共济失调通常被认为起源于小脑。然而,在某些情况下,即使小脑没有明显损伤,也会出现共济失调,例如在前循环卒中时,其发病机制尚不清楚。本研究旨在探讨导致肢体共济失调的卒中病灶是否定位于共同的脑网络。
本前瞻性队列研究纳入了芬兰图尔库大学医院新发病灶性卒中且 CT 或 MRI 可见病灶的成年患者。在卒中后 1) 住院期间(基线)和 2) 4 个月后(随访)进行临床检查,以评估肢体共济失调。使用 Brain Genome Superstruct 项目中 1000 名健康志愿者的公开可用数据,对患者的病灶位置及其功能连接进行计算,通过基于体素的病灶-症状映射和病灶网络映射,对有和无共济失调患者的全脑进行逐像素比较。在具有相同临床评估的独立卒中患者队列中对研究结果进行了验证。
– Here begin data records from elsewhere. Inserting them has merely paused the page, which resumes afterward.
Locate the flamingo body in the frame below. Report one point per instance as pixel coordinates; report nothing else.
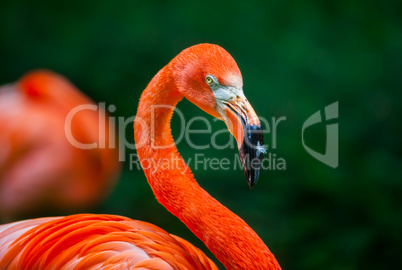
(209, 77)
(88, 241)
(41, 172)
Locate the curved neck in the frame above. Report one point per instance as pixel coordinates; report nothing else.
(228, 237)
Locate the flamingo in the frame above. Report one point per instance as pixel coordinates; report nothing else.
(209, 77)
(41, 172)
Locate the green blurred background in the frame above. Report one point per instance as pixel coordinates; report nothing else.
(296, 57)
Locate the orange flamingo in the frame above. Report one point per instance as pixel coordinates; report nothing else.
(209, 77)
(41, 172)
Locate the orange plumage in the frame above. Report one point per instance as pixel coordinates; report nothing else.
(41, 173)
(94, 242)
(209, 77)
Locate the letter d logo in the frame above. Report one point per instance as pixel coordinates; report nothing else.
(331, 149)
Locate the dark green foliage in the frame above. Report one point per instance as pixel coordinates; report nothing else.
(296, 57)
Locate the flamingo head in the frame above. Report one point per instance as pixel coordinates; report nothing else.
(209, 77)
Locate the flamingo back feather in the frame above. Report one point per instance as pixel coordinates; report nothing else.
(89, 241)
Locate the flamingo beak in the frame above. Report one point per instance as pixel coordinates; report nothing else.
(245, 126)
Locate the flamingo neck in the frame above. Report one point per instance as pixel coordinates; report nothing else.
(228, 237)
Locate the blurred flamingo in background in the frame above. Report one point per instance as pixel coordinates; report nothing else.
(209, 77)
(41, 172)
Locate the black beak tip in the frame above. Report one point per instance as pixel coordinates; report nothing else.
(251, 153)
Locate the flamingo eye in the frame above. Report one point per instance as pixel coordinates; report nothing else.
(209, 80)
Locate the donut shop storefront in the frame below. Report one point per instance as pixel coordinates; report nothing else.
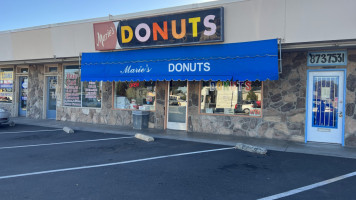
(165, 65)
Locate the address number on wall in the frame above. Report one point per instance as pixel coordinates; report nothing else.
(327, 58)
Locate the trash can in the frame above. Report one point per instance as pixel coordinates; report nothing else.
(140, 119)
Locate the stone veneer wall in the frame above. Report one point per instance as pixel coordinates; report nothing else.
(350, 112)
(283, 106)
(35, 92)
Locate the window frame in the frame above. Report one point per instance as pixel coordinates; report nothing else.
(113, 97)
(230, 115)
(13, 83)
(81, 88)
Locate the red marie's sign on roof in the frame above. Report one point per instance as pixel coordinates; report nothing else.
(181, 28)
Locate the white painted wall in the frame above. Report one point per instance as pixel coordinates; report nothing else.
(293, 20)
(320, 20)
(5, 46)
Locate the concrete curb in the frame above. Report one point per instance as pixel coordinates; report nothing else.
(68, 130)
(250, 148)
(144, 137)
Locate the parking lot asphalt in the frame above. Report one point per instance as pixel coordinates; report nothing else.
(46, 163)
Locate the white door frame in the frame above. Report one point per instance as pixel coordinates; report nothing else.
(176, 125)
(341, 106)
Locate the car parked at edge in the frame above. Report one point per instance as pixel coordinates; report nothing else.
(246, 106)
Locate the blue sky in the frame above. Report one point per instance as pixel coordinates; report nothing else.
(15, 14)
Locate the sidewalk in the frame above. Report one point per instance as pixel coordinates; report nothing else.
(270, 144)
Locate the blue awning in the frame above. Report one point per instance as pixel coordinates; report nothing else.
(256, 60)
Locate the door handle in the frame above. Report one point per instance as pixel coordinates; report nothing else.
(340, 114)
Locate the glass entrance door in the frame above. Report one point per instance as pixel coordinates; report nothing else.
(51, 97)
(325, 110)
(177, 105)
(23, 91)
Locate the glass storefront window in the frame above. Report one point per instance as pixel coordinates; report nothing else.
(6, 85)
(80, 94)
(72, 86)
(91, 94)
(231, 98)
(135, 95)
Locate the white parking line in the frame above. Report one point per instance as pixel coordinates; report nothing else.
(111, 164)
(58, 143)
(35, 131)
(309, 187)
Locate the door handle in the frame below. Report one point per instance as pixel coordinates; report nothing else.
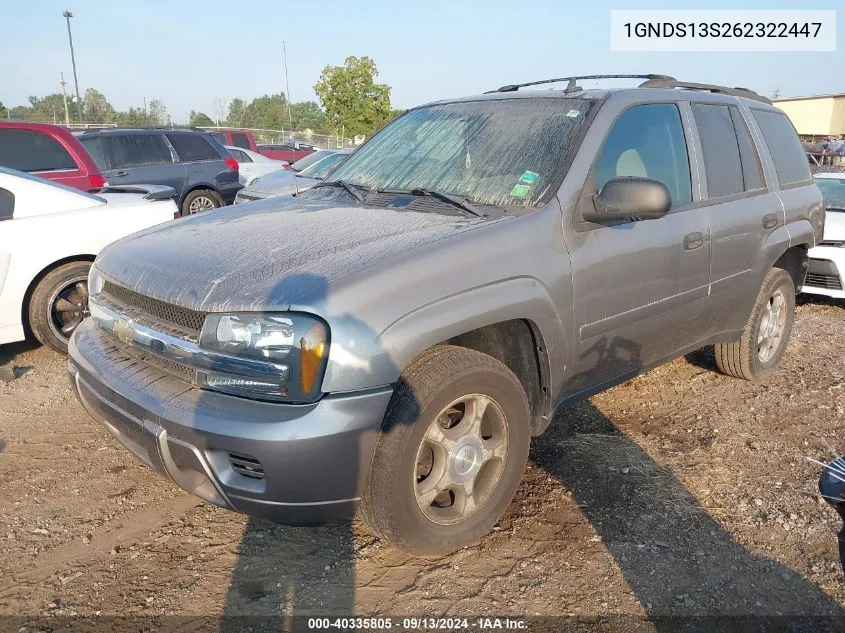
(770, 220)
(693, 241)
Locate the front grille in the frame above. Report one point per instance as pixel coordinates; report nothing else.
(246, 466)
(819, 280)
(157, 314)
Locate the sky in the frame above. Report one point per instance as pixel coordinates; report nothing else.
(190, 54)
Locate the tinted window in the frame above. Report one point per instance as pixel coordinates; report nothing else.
(192, 147)
(239, 156)
(784, 147)
(94, 146)
(720, 149)
(136, 150)
(239, 139)
(28, 150)
(752, 175)
(648, 141)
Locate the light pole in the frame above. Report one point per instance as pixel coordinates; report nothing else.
(68, 15)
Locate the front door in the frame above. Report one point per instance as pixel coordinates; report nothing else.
(638, 287)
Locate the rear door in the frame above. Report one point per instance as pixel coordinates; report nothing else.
(142, 158)
(40, 154)
(638, 287)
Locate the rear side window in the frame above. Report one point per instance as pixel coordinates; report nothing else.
(192, 147)
(785, 149)
(720, 148)
(31, 151)
(648, 141)
(239, 139)
(752, 175)
(136, 150)
(94, 146)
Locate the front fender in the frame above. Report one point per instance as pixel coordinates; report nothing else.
(391, 350)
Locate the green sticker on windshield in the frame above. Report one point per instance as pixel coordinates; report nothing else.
(528, 178)
(520, 191)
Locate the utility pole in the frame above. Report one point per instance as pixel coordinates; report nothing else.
(64, 96)
(287, 86)
(68, 15)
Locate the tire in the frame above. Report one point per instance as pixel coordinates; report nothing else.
(447, 383)
(58, 304)
(201, 200)
(756, 354)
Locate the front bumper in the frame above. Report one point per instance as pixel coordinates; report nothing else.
(288, 463)
(826, 272)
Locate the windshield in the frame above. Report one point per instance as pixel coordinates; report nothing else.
(833, 192)
(309, 160)
(321, 168)
(497, 152)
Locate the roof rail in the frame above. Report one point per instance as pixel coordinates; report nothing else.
(651, 81)
(571, 85)
(670, 82)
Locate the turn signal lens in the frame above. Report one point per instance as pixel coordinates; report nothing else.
(313, 348)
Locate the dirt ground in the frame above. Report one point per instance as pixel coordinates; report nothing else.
(679, 493)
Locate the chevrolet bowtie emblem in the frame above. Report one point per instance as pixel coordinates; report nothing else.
(124, 330)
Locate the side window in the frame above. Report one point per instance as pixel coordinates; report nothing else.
(648, 141)
(785, 149)
(752, 174)
(31, 151)
(239, 139)
(192, 147)
(720, 149)
(136, 150)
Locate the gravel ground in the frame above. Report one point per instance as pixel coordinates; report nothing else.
(679, 493)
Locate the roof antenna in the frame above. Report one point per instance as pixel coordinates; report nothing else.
(572, 86)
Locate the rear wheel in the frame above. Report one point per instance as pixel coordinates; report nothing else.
(763, 342)
(450, 455)
(59, 303)
(201, 200)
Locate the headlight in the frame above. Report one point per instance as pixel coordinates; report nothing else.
(295, 344)
(95, 281)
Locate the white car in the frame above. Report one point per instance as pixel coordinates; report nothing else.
(49, 235)
(252, 165)
(826, 274)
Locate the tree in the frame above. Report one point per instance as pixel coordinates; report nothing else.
(158, 113)
(96, 107)
(200, 119)
(353, 102)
本研究共纳入 197 名患者(平均年龄 67.2 岁,39%)。基线时,35 名患者(68.3 岁,34%)出现新发急性肢体共济失调,162 名患者(67.0 岁,40%)无新发急性肢体共济失调。随访时,另外 4 名患者出现迟发性肢体共济失调,总计有 39 名患者(68.6 岁,36%)在任何时间点均有肢体共济失调。118 名患者(66.2 岁,40%)在任何时间点均无共济失调(40 名患者因随访数据缺失)。有急性肢体共济失调的患者中,54%的病灶位于小脑和小脑脚之外,且我们未发现特定病灶位置与共济失调之间存在关联。然而,导致急性肢体共济失调的病灶与以小脑间区和小脑脚为中心的共同网络相连(有急性肢体共济失调的患者与无急性肢体共济失调的患者相比,病灶连通性 < 0.05)。当比较任何时间点有和无共济失调的患者,以及当排除小脑和小脑脚病灶时,结果相似(< 0.05)。在独立的卒中数据集(n=96)中验证了这些发现,表明肢体共济失调网络损伤评分每增加一个标准差,肢体共济失调的比值比为 2.27(95%CI 1.32-3.91)。
导致肢体共济失调的病灶发生于异质部位,但定位于共同的脑网络。